Elle se sentait inutile. Rejetée, même par ce Monde onirique en qui elle avait pourtant trouvé un refuge.

Il n’y avait définitivement aucune place pour elle.

Tout à coup, Astrid sortit de ses noires pensées quand une gargantuesque explosion retentit. La détonation avait semblé résonner de tous les côtés en même temps, impossible d’en déterminer l’origine ni même la source. Paniquée, la jeune fille effectua plusieurs volte-face sur place, pour tâcher de trouver la provenance du bruit. Rien.

L’explosion fut très rapidement suivie par un tremblement de terre. Perturbée par ce sol qui ne tenait plus en place, Astrid écarta les bras en croix, de sorte à garder un semblant d’équilibre, ce qui était loin d’être tâche aisée quand nos pieds étaient entravés dans de la glace !

Ensuite, Astrid eut l’horrible sentiment de se retrouver tout à coup dans un manège à sensation. De ceux qui vous lâchent subitement dans le vide quand on se trouvait à des hauteurs impensables, tellement hauts que même sans craindre le vertige, il n’était pas recommandé de lancer un regard vers la terre ferme. La jeune fille avait l’impression que son cœur venait de quitter son corps !

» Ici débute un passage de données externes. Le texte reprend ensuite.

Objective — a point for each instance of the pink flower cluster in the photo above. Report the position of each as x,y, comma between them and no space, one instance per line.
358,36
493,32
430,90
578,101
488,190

Astrid ignorait pourquoi elle ressentait toutes ses impressions. Elle ne se trouvait pourtant pas en hauteur, mais dans la Cité des Invoqueurs ! Alors, pourquoi avait-elle l’horrible impression de chuter tout à coup dans le vide ?!

Une pensée fugace s’imposa alors comme étant la plus probable. Et si, depuis le début, la Cité des Invoqueurs… Flottait dans les cieux ?!

Astrid ne sut jamais si ce phénomène était dû aux secousses ou bien au fait que sa propriétaire se trouvait désormais trop loin pour garder un contrôle magique décent, mais la glace qui retenait ses pieds prisonniers avait fini par disparaître. La magie s’estompait joliment dans les airs, fondant à la manière de lucioles prenant leur envol en pleine nuit. Mais la jeune fille ne se permit pas d’observer ce magnifique spectacle. À peine comprit-elle qu’elle était de nouveau libre de tout mouvement, la brune effectua un pas déterminé en avant, dans l’espoir d’aller récupérer Fileya. Tout n’était peut-être pas perdu ! Peut-être avait-elle encore une chance de réussir son épreuve, et ainsi prouver à tous qu’elle était bel et bien l’Enfant aux Yeux Rouges !

Astrid posa un premier pied à terre. Mais jamais elle ne parvint à mettre le suivant. Les secousses qui ébranlaient la Cité des Invoqueurs étaient si puissantes, et ses jambes si engourdies par le froid, que la jeune fille s’écroula de tout son long au sol. Pendant sa chute, elle ne prit pas garde, dans la précipitation, à protéger sa tête de ses bras. Son front heurta les pavés ruinés avec violence.

Et le noir fut la seule chose qui lui tendit les bras.